To you it might sound like just an ordinary day as a SAHM mom but it was encouragement to me. There is something satisfying & peaceful about a clean bedroom. Even my husband comments on how he loves to climb under the covers after I have made the bed. I don't usually make my bed but I think I'm going to start. There is also something satisfying about a freshly bathed little child...their clean sweet smiley faces and freshly shampooed hair. These are the things that life is made of ....the ordinary days that might not seem all that special but mean more then we will ever know. I say that because I personally didn't have a mother that took care of me or our home. I never remember her doing ordinary things for me.....like giving me a bath or reading me a story. So truly what a blessing it is for me to do these things for my family and for them to receive it.

3 comments:

~Bren~ said...

I just shared with someone recently about how whether or not you clean your bedroom and keep it decluttered, bed made, dusted, etc, shows alot about what you think of yourself. Alot of women clean the entire house but not their bedroom....it is a private room and you can always close the door. When you take the extra time to keep your bed made and room cleaned up, you are showing yourself love. You did a wonderful thing for yourself (and hubby) by cleaning your room!
You are a very good mommy!

SimpleMommy said...

10 years ago, when I quit my job to be a housewife, that was the first promise I made to myself. That I would make my bed everyday. I have a SIL that *always* had her bed made. Every time I'd go to her house, even at 7 am, that bed was made & beautiful. I wanted that for me.
Now, my first job in the day is to pick up my room & make the bed. Even if I go to bed at night with a messy living room or dishes that need to be done, at least I have that comfort & solace.
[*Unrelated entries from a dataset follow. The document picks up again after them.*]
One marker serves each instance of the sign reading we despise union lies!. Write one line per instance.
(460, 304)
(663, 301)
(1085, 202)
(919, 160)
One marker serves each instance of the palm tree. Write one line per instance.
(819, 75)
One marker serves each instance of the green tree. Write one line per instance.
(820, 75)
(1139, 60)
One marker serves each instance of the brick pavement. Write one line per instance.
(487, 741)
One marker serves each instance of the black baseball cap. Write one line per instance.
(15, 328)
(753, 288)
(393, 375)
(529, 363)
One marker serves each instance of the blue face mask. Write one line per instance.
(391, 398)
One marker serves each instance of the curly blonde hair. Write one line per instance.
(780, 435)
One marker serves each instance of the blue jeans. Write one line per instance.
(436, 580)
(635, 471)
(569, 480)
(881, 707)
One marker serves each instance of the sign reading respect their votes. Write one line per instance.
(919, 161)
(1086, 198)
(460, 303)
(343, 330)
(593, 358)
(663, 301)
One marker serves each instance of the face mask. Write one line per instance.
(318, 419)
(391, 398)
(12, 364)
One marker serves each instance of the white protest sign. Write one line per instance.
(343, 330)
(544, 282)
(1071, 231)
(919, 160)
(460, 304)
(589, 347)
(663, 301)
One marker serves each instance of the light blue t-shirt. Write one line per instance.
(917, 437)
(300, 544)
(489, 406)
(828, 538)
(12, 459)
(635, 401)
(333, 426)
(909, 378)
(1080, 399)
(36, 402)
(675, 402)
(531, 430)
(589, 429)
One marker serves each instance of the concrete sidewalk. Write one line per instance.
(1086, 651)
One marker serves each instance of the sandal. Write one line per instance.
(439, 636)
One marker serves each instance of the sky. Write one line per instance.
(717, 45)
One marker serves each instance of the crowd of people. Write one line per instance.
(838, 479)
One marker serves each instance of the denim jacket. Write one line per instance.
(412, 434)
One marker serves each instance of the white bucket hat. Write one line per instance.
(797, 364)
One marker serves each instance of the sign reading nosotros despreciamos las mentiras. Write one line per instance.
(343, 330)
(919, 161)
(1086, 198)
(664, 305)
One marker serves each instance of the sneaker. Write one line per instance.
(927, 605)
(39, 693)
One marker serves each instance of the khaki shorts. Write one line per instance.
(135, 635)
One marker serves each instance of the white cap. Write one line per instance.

Clean kids are always nice, too. :)

mrswifeandmom said...

I love what you've said here about the simple things we do making a difference in our hearts, home and families. That totally resinates with me. I love the day you described. It is so sweet and it sounds like you are savoring being a mommy and homemaker. I would love to see a homeschooling post from you, if you get the bug and feel so inclined. The thought just overwhelms me. My son is turning 4 in a few days and it sure seems like I am supposed to be doing something by now.

Oh, I started a blog over the weekend about my passion - diapers. Isn't that silly? I just had to vent it somewhere and throw my line out to see if there are other mom's crazy about something like that. Ha! You know me and blogging though. Here one day and gone the next. I am not very good or faithful about it but it seemed like fun putting it together. For now. I suppose it isn't one of the busier seasons and I am feeling pretty good and rested but that will all change soon and I will be overwhelmed again like I always get. Ha! Anyway, just wanted to tell you. I love your pretty blog and this great post!